From the given data, there are 2 question that I want to explore:
location <- migrants %>%
select(c(Region, Location.of.death, Migrantion.route, Total.Number.of.Dead.and.Missing)) %>%
group_by(Region) %>%
summarise(total = sum(Total.Number.of.Dead.and.Missing))%>%
ungroup()%>%
arrange(desc(total))
location$Region <- as.factor(location$Region)
location
## # A tibble: 16 x 2
## Region total
## <fct> <int>
## 1 Mediterranean 23312
## 2 Northern Africa 6460
## 3 North America 3018
## 4 South-eastern Asia 2851
## 5 Western Africa 2457
## 6 Eastern Africa 1738
## 7 Central America 1499
## 8 Western Asia 1238
## 9 Southern Asia 1124
## 10 Caribbean 957
## 11 Europe 766
## 12 South America 357
## 13 Middle Africa 181
## 14 Central Asia 52
## 15 Eastern Asia 38
## 16 Southern Africa 34
missing_region <- location %>%
ggplot(aes(x = total,
y = reorder(Region, total),
fill = total
)) +
geom_col() +
geom_text(aes(label = location$total),
size = 3,
nudge_x = 50) +
scale_fill_gradientn(colors = c("bisque", "bisque4")) +
theme_minimal() +
theme(legend.position = "none") +
labs(title = 'Number of Incidents From Each Region' ,
x = 'Total Missing',
y = 'Region')
missing_region
According from the plot above, Mediterranean has the highest number of incidents of missing/death migrants.
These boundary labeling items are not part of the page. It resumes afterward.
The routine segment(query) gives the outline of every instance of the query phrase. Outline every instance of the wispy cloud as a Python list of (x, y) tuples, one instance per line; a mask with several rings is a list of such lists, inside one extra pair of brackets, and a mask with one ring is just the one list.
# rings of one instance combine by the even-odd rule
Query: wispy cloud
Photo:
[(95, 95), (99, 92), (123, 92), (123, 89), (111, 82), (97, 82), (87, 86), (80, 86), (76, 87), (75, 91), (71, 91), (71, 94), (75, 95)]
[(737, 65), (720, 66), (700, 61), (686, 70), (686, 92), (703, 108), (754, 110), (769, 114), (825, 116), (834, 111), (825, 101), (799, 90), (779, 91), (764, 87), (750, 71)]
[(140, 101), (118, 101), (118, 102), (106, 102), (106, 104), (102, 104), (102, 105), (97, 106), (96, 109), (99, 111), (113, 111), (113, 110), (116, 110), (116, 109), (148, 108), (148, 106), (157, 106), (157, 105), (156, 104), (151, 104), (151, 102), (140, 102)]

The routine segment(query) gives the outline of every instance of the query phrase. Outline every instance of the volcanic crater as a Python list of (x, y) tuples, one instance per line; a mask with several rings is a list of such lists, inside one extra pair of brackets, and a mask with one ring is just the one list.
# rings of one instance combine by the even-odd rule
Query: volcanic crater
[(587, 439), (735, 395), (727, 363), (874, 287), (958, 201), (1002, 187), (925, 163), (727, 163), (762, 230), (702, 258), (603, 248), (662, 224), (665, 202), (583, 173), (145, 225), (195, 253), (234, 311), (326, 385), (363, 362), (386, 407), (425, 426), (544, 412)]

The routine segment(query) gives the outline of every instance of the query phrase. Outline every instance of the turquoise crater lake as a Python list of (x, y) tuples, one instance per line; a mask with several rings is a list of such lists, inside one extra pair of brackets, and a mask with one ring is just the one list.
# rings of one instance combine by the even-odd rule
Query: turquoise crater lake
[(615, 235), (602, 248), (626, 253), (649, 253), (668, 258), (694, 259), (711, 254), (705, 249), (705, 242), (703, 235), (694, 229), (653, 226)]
It has a total 23,212 migrants almost four times higher than the second region, Northern Africa.
death_reg <- migrants%>%
mutate(Cause.of.Death = factor(Cause.of.Death, levels = unique(migrants$Cause.of.Death)),
Region = as.factor(Region))%>%
group_by(Cause.of.Death, Region)%>%
summarise("Counts" = n())%>%
arrange(desc(Counts))
## `summarise()` has grouped output by 'Cause.of.Death'. You can override using
## the `.groups` argument.
death_reg
## # A tibble: 97 x 3
## # Groups: Cause.of.Death [7]
## Cause.of.Death Region Counts
## <fct> <fct> <int>
## 1 Drowning Medit~ 1442
## 2 Mixed or unknown North~ 1260
## 3 Mixed or unknown North~ 725
## 4 Harsh environmental conditions / lack of adequate shelter, foo~ North~ 461
## 5 Drowning Centr~ 414
## 6 Vehicle accident / death linked to hazardous transport Centr~ 282
## 7 Sickness / lack of access to adequate healthcare Weste~ 278
## 8 Sickness / lack of access to adequate healthcare North~ 269
## 9 Harsh environmental conditions / lack of adequate shelter, foo~ North~ 256
## 10 Drowning North~ 239
## # ... with 87 more rows
death_reg%>%
ggplot(aes(x = Region,
y = Counts,
fill= Cause.of.Death
)) +
geom_col(position = "stack", width = 0.7)+
scale_fill_viridis(discrete = T, option = "D")+
theme(axis.text.x = element_text(angle = 45, hjust = 1),
legend.position = "right")+
guides(fill=guide_legend(title="Causes"))+
labs(title = 'Migrants Cause of Death Based on Region' ,
x = NULL,
y = 'Number of Death')
As the Mediterranean has the highest number of incidents, the top cause of death in the region of Mediterranean is drowning, followed by mixed and unknown cause in the region of North America.